1. Retail without insurance
Byetta's manufacturer list price runs approximately $830/monthat most US retail pharmacies (CVS, Walgreens, Walmart, Rite Aid). This is the price before any insurance or discount card applies. Most patients never pay this price — but it's the baseline reference.
2. Commercial insurance (with prior authorization)
Commercial insurance plans (Aetna, Cigna, UnitedHealthcare, Blue Cross Blue Shield, etc.) typically require prior authorization for Byetta. Approval criteria vary by plan but commonly require: a diagnosis matching the FDA-approved indication, documented BMI history, and evidence of prior failed weight-loss interventions. Once approved, copay tiers run roughly $25–$75/month (tier 2-3) to $100–$300/month (tier 4 specialty). Medicare Part D coverage for GLP-1s is limited — see our without insurance guide.

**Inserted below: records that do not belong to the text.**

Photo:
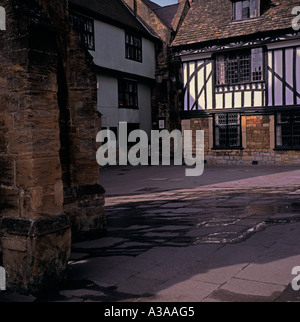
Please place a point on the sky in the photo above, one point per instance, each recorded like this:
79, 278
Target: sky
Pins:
165, 2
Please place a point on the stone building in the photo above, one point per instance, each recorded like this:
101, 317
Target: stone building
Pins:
123, 50
49, 178
164, 22
241, 71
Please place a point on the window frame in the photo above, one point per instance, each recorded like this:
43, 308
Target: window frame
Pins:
124, 90
133, 51
82, 30
226, 61
234, 10
290, 125
227, 146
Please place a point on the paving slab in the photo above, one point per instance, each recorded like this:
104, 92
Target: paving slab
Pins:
229, 235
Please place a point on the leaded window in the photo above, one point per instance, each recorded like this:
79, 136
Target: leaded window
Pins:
288, 130
133, 47
246, 9
227, 130
85, 30
128, 94
238, 67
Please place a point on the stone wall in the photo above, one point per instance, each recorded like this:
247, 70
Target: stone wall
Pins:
49, 178
258, 143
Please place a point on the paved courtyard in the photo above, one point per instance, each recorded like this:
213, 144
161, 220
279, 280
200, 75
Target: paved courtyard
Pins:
232, 234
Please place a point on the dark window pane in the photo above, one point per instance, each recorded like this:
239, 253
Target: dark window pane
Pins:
245, 9
85, 30
288, 130
133, 47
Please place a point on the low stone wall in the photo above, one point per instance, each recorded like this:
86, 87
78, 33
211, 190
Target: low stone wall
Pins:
258, 143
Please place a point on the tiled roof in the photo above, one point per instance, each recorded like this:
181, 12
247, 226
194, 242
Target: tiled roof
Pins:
209, 20
167, 14
151, 4
111, 11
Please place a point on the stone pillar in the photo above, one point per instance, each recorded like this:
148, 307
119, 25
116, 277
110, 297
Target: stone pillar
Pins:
35, 232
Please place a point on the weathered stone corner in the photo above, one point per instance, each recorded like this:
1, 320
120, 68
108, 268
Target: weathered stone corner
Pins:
35, 253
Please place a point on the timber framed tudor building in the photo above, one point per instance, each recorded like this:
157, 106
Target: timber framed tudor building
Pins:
241, 71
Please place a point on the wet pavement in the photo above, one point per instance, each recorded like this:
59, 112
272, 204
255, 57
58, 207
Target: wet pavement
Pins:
230, 235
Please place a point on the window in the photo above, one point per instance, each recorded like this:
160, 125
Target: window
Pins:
239, 67
133, 47
85, 29
128, 94
247, 9
227, 130
288, 130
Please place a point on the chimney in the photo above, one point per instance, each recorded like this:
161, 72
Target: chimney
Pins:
134, 7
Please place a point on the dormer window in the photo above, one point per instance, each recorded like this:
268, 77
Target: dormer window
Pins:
246, 9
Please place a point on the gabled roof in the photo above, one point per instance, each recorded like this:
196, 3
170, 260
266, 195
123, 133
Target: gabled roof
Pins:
209, 20
167, 14
114, 12
151, 4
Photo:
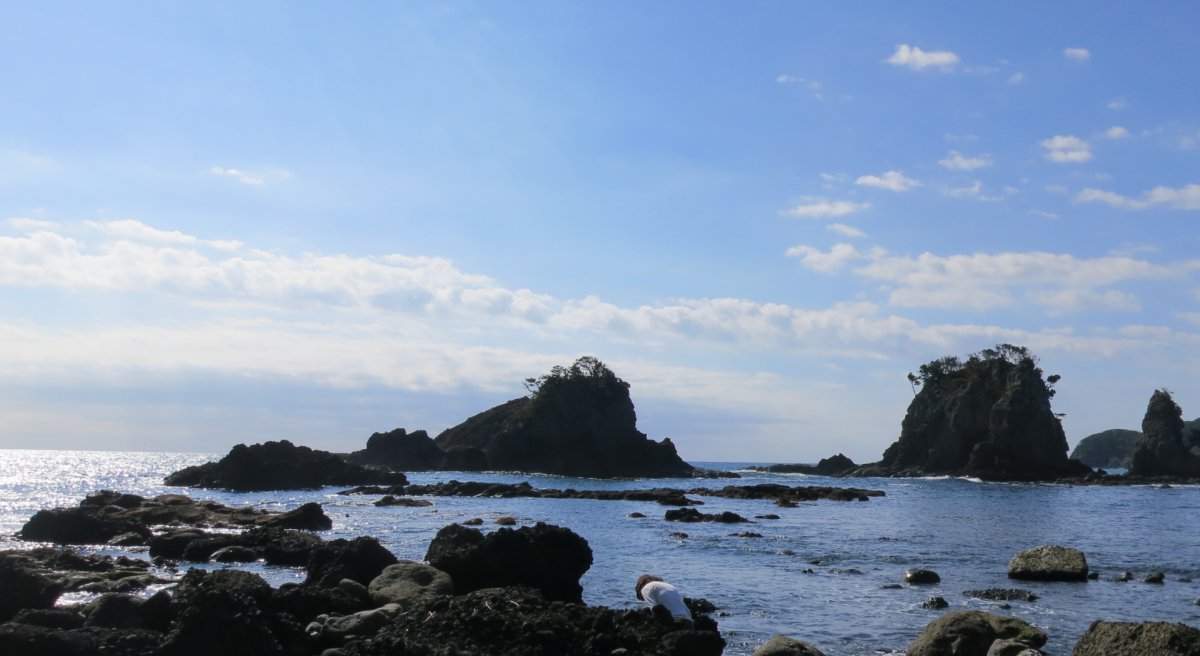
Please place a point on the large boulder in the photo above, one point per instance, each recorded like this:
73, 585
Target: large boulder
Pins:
407, 582
1049, 563
783, 645
1108, 449
579, 421
1162, 450
988, 417
401, 450
547, 558
1139, 639
972, 633
280, 465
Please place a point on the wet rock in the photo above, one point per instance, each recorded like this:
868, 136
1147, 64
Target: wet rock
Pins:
783, 645
1002, 594
693, 515
360, 559
407, 582
280, 465
971, 633
922, 577
1104, 638
935, 603
1049, 563
550, 559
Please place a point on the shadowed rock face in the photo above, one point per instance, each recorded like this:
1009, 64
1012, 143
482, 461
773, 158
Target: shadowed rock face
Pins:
989, 417
1162, 451
579, 427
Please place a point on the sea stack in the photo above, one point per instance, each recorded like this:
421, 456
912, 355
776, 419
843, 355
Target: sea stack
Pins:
988, 416
1162, 450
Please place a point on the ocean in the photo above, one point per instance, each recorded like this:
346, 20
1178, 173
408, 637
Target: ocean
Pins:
816, 573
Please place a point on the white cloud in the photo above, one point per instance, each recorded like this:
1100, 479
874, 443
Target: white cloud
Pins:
31, 224
957, 161
245, 178
892, 180
846, 230
1067, 149
1183, 198
821, 208
911, 56
825, 263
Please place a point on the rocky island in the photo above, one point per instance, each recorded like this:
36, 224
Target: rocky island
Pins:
576, 421
988, 416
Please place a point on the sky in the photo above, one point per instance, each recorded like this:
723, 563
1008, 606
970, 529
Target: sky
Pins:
235, 222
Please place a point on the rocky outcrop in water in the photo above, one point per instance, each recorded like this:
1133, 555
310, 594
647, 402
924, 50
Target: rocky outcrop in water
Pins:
112, 517
1108, 449
579, 421
280, 465
1162, 450
988, 417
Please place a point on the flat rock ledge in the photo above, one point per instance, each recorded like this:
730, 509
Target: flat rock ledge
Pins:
1049, 563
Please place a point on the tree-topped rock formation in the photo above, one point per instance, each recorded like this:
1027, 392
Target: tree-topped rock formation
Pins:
577, 421
1162, 450
1108, 449
280, 465
988, 416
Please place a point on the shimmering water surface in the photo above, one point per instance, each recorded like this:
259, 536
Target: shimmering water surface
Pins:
816, 573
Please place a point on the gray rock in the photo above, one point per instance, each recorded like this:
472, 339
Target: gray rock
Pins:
783, 645
971, 633
922, 577
1139, 639
1049, 563
408, 582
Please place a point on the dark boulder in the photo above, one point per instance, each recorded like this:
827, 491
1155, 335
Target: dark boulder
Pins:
988, 417
579, 421
280, 465
1162, 451
550, 559
401, 450
1108, 449
971, 633
1139, 639
360, 559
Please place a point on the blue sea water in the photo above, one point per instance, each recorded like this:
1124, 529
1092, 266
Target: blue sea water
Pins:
817, 573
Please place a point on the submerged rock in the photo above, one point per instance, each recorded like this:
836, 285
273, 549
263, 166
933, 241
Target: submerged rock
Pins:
972, 633
1105, 638
280, 465
1049, 563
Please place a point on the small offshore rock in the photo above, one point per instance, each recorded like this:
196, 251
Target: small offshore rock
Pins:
922, 577
1049, 563
783, 645
1002, 594
1105, 638
935, 603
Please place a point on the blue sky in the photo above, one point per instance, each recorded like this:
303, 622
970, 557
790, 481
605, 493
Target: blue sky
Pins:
249, 221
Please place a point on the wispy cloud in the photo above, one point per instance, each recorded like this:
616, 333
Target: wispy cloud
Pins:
892, 180
1183, 198
1067, 149
957, 161
911, 56
822, 208
243, 176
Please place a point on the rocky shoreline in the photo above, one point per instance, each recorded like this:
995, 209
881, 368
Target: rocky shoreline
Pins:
513, 591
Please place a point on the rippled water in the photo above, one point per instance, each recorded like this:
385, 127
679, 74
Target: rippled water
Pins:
816, 573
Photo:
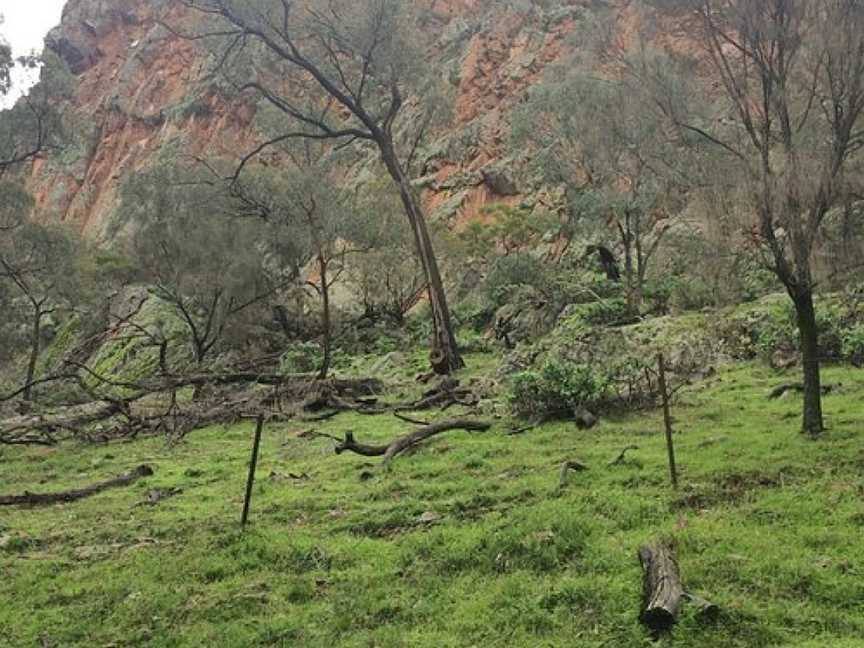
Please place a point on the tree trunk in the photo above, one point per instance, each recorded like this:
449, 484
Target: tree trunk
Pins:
634, 298
35, 348
445, 353
809, 334
661, 588
325, 319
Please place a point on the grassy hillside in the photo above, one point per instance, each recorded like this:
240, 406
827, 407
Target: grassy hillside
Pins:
469, 541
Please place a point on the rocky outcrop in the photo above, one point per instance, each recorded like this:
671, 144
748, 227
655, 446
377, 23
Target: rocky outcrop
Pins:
139, 93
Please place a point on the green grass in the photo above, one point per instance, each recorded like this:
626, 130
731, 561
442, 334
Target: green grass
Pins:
467, 542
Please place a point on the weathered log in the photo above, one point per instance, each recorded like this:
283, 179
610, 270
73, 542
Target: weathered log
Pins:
662, 591
45, 499
13, 429
621, 457
706, 610
780, 390
400, 445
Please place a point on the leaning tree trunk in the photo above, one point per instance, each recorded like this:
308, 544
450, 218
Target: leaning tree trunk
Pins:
445, 353
35, 348
809, 334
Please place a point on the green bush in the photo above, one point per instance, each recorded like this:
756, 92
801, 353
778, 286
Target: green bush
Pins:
558, 386
509, 273
302, 357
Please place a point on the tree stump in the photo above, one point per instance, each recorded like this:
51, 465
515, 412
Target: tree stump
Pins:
662, 590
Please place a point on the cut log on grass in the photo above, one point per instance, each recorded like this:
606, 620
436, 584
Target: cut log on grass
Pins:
566, 467
661, 587
46, 499
400, 445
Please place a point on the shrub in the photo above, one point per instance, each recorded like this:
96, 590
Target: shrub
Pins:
559, 387
509, 273
301, 357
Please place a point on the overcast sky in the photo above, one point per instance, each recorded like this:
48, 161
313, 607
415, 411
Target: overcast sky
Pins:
24, 27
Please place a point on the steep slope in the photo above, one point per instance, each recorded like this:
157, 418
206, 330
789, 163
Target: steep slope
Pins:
138, 92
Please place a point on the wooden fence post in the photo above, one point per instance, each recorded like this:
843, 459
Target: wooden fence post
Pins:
259, 426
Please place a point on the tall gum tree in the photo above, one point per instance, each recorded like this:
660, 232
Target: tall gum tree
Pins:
790, 77
336, 70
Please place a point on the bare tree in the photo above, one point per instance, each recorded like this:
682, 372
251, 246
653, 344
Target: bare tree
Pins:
790, 75
607, 145
34, 124
199, 260
334, 71
39, 262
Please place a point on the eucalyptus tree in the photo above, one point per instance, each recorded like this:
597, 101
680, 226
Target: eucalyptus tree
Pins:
305, 201
339, 71
604, 141
786, 78
199, 260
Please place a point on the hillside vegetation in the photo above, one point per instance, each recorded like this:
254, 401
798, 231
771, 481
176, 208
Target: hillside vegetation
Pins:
470, 540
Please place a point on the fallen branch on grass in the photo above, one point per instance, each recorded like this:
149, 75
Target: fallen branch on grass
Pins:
623, 456
46, 499
780, 390
408, 419
401, 444
37, 428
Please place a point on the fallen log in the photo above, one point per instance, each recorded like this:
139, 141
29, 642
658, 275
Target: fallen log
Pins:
46, 499
662, 591
18, 428
623, 455
706, 610
780, 390
566, 467
401, 444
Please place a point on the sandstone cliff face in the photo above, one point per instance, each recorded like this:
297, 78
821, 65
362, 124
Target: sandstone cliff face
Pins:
135, 97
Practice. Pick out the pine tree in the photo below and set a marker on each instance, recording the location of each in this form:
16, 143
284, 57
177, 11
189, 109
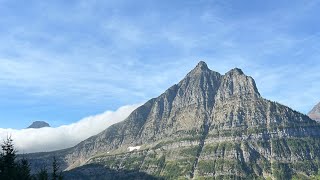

3. Manufacturer savings card
AstraZenecamay offer a copay card or savings program for eligible commercial-insurance patients. Check the manufacturer's direct website for current offers — these change frequently.
4. Partner network cash-pay
Telehealth partner networks (Henry Meds, Mochi Health, Ro, LifeMD, Eden, and similar) offer all-inclusive monthly subscriptions that bundle the consultation, prescription, and medication. Partner prices typically range $199–$899/month for the GLP-1 family. Compounded versions of Byetta (where available) are often cheaper but not FDA-approved — see our medical disclaimer.